Peeking Inside Executables And Libraries To Make Debugging Easier

At first glance, both the executables that a compiler produces, and the libraries that are used during the building process seem like they’re not very accessible. They are these black boxes that make an application go, or make the linker happy when you hand it the ‘right’ library file. There is also a lot to be said for not digging too deeply into either, as normally things will Just Work™ without having to bother with such additional details.

The thing is that both executables and libraries contain a lot of information that normally is just used by the OS, toolchain, debuggers and similar tools. Whether these files are in Windows PE format, old-school Linux a.out or modern-day .elf, when things go south during development, sometimes one has to break out the right tools to inspect them in order to make sense of what is happening.

This article will focus primarily on the Linux platform, though most of it also applies to BSD and MacOS, and to some extent Windows.

Opening the Black Box

Regardless of which platform you’re on, executable and library formats all have a number of common sections. There is of course the section with the actual instructions, as well as the section with all of the text strings and constant values that we put in the code before we compiled it. If we instructed the compiler to generate debug symbols and told the linker to leave those in place, we also have the debug symbols included in its own section. We will look at those later in this article.

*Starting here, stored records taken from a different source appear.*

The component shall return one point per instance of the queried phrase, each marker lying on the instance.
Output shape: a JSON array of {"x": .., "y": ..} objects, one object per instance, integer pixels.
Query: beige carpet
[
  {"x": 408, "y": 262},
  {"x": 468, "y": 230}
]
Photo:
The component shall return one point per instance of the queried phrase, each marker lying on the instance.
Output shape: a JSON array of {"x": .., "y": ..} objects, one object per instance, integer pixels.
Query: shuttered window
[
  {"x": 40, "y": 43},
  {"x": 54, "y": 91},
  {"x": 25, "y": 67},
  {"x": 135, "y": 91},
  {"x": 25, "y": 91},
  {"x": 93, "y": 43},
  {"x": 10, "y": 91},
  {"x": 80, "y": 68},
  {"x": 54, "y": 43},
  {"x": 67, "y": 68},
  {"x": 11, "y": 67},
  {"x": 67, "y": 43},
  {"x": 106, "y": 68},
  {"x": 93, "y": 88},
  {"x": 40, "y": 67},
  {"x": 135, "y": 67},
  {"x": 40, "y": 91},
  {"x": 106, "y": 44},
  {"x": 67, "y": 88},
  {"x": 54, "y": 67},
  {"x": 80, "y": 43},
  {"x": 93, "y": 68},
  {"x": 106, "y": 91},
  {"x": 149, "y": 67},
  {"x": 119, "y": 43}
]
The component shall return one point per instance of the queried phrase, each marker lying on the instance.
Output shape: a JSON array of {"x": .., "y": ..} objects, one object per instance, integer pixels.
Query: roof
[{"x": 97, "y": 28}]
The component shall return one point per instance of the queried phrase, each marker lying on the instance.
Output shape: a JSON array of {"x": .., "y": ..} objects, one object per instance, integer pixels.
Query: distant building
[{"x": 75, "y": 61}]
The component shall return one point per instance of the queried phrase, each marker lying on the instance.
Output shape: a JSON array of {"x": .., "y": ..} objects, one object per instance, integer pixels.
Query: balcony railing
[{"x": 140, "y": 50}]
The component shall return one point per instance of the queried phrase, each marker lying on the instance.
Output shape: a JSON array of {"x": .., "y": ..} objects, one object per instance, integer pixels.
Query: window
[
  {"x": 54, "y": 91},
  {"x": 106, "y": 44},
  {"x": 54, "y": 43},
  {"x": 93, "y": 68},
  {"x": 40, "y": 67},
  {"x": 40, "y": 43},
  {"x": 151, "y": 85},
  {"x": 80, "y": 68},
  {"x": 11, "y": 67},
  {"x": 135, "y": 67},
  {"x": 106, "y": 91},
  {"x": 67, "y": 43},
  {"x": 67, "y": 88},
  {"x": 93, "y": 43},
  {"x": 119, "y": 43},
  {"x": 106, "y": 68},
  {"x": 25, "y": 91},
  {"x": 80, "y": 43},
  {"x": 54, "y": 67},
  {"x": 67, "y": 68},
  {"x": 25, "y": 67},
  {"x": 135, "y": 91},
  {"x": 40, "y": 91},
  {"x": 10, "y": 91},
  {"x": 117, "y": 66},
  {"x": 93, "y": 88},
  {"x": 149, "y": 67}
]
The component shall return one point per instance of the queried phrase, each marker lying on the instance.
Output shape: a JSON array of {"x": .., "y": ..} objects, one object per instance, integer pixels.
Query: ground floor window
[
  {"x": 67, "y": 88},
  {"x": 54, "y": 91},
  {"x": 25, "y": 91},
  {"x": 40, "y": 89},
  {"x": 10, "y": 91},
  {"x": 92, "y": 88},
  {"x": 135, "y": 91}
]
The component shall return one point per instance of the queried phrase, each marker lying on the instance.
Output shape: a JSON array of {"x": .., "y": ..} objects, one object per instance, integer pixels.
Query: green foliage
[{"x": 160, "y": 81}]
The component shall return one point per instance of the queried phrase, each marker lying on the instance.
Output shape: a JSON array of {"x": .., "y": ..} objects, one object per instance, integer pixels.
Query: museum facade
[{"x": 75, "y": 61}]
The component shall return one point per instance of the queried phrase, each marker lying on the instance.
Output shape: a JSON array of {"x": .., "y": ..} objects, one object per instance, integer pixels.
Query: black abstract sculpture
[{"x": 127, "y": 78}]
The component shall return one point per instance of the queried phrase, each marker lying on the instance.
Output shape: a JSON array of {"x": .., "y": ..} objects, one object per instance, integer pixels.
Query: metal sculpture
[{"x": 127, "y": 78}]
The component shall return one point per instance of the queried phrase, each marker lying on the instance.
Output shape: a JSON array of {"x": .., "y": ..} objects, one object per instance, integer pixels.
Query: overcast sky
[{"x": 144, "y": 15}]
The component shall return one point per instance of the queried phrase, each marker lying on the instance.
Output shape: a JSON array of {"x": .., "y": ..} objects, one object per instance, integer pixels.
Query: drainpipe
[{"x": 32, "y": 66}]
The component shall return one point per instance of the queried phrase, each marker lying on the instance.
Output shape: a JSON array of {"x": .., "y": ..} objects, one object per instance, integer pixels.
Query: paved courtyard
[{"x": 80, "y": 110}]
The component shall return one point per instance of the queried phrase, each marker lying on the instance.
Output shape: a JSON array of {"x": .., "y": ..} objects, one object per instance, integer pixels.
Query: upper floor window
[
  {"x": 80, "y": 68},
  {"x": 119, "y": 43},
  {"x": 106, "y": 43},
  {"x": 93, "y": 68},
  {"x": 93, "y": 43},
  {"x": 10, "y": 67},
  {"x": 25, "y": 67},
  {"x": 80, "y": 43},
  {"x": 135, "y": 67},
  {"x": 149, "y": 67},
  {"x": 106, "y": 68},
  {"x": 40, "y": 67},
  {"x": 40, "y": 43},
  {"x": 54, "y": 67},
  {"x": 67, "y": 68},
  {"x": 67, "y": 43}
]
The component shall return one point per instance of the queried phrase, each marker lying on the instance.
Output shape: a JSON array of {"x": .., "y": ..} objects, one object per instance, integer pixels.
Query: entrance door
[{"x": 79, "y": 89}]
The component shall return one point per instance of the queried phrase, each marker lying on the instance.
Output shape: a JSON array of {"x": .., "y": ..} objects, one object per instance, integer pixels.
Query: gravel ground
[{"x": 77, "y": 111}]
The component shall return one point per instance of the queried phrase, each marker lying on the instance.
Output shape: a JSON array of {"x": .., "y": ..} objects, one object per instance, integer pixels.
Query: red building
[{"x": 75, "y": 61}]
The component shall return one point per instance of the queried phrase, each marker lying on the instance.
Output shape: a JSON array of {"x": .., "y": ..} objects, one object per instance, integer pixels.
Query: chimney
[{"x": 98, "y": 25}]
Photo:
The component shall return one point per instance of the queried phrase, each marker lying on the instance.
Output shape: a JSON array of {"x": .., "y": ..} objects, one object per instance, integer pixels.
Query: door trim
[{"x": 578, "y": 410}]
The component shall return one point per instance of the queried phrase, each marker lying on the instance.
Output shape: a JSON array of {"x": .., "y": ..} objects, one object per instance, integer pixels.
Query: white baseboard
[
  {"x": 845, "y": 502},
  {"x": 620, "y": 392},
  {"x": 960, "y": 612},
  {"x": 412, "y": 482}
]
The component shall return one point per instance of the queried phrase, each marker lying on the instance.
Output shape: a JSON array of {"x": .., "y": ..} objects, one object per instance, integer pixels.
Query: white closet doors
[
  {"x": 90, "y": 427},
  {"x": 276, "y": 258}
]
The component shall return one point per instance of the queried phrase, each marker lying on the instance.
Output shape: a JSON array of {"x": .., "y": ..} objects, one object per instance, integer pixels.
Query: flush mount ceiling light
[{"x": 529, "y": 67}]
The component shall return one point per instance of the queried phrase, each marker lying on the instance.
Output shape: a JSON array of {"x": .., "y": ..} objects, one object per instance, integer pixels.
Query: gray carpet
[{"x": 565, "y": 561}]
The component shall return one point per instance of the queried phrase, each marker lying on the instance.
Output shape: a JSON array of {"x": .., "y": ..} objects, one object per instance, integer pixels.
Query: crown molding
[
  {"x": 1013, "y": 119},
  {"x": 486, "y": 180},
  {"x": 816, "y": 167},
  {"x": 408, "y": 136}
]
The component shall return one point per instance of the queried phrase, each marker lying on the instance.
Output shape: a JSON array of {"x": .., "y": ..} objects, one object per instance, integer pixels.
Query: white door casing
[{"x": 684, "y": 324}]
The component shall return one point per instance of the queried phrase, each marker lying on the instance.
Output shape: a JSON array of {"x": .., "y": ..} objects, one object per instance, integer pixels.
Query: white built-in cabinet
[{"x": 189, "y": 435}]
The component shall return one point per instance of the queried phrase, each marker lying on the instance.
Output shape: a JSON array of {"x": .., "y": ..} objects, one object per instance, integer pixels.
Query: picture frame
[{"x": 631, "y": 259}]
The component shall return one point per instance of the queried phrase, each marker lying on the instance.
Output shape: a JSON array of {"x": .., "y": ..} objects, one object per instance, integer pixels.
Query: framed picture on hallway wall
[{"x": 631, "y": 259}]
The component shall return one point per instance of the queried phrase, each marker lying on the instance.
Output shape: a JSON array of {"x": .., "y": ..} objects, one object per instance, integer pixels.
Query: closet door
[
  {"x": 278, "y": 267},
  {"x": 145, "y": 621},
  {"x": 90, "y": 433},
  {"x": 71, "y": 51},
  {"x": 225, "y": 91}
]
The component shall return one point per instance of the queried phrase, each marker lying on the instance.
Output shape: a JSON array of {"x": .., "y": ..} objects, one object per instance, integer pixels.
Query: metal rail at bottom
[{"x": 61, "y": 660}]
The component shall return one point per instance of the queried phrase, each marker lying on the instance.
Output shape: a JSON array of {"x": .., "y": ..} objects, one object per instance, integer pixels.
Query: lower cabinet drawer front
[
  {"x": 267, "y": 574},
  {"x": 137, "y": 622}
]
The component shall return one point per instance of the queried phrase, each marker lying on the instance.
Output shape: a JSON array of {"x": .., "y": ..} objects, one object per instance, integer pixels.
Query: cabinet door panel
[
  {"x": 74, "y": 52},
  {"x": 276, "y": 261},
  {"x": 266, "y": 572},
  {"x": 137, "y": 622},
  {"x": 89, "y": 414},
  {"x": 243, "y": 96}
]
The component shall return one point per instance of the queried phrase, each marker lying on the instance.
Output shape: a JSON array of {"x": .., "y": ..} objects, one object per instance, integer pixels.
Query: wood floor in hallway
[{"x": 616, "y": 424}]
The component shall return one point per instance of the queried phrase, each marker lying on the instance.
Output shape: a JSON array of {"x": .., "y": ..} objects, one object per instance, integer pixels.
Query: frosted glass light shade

In the ELF (Executable and Linkable Format) that is commonly used on Linux and many other operating systems, the rough layout follows this diagram. Not all of these sections are required, and their inclusion depends on what options were selected when the executable file was created.

A quick overview of an executable file’s properties can be obtained with the file utility:

ELF 32-bit LSB shared object, Intel 80386, version 1 (GNU/Linux), dynamically linked, interpreter /lib/ld-linux.so.2, for GNU/Linux 3.2.0, BuildID[sha1]=0558c7ef0f6845826d012b4ccc14948a2ffe8277, stripped

This output tells us that we’re dealing with a 32-bit binary, compiled for the x86 architecture, which uses a number of shared libraries, and which has had its debug symbols stripped.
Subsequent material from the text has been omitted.